Baowu Steel Group, China’s biggest steelmaker, and a number of other large mills have formed a working group in response to a 40 percent jump in the price of imported iron ore since the start of the year.
The group will study the iron ore market, looking into areas such as supply guarantees and pricing mechanisms, follow up on the current situation and trends, and suggest to government departments ways to maintain the market’s stability and smooth operation, the Economic Observer reported.
Because of tighter supply imported iron ore prices soared to almost USD115 a ton at the end of June from nearly USD82 in January, according to industry data.
The government is concerned about the sharp rise and is investigating the reasons, Qu Xiuli, deputy head of the China Iron and Steel Association, said this morning, adding that it will crack down on irregularities such as arbitrary price hikes and pricing monopoly.

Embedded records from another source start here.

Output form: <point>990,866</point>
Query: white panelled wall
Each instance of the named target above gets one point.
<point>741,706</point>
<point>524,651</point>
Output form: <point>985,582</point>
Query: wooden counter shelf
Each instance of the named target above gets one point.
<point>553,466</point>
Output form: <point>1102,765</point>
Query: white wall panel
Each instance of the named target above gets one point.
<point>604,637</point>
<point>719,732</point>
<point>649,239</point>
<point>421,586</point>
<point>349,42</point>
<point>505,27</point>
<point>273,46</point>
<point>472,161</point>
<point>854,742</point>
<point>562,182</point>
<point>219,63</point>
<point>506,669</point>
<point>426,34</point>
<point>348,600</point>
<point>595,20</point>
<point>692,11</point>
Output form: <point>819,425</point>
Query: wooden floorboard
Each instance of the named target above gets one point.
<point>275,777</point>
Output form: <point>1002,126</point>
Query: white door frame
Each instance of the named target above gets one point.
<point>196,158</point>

The new work group also includes China Ansteel Group, Shougang Group, HBIS Group, Shagang Group, Masteel Group, Valin Group, Shandong Iron & Steel Group and other producers.

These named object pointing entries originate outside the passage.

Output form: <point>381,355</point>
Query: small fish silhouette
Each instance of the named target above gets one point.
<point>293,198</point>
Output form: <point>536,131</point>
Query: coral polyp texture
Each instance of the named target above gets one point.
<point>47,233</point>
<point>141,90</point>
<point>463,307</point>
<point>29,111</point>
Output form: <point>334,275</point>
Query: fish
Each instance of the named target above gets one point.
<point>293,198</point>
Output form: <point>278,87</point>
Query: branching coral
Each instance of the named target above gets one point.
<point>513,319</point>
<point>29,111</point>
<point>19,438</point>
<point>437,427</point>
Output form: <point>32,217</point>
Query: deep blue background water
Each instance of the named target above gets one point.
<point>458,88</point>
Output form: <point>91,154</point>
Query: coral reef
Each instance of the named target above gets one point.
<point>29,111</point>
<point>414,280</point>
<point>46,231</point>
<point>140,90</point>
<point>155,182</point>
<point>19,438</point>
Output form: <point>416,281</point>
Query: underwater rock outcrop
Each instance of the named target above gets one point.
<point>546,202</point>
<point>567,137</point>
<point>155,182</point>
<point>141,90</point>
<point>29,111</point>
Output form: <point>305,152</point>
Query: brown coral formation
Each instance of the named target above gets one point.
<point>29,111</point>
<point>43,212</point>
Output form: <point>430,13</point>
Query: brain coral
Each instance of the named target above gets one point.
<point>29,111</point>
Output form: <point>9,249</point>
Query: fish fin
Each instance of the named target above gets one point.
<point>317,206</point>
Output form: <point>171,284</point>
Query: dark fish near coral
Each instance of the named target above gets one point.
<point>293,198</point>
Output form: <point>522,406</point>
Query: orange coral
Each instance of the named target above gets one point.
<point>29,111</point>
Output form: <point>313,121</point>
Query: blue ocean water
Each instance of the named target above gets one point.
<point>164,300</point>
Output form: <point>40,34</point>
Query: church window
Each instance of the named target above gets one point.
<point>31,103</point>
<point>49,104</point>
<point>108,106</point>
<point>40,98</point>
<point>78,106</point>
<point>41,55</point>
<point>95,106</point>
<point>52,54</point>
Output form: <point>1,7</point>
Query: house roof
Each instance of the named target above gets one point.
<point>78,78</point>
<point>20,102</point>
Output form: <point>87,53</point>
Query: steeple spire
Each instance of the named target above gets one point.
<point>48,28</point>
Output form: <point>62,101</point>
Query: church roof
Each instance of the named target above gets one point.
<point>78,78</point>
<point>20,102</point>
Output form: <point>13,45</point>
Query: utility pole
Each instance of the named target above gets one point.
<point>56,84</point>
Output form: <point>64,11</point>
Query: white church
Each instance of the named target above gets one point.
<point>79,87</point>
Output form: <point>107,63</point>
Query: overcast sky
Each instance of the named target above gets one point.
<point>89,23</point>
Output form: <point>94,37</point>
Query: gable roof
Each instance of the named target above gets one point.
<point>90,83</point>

Supply tightened in the first half of the year due to a series of incidents that included a dam collapse at an iron ore-mining complex operated by Vale in Brazil, Australian fires and hurricanes, and significant growth in real estate and infrastructure, the steel producers noted.
They also cited non-market factors for the price surge. Some players in the spot and futures markets, exploiting uncertainty following the Vale dam incident and the huge impact of the China-US trade spat, may have speculated wildly, fuelling a further hike in prices, according to the steelmakers.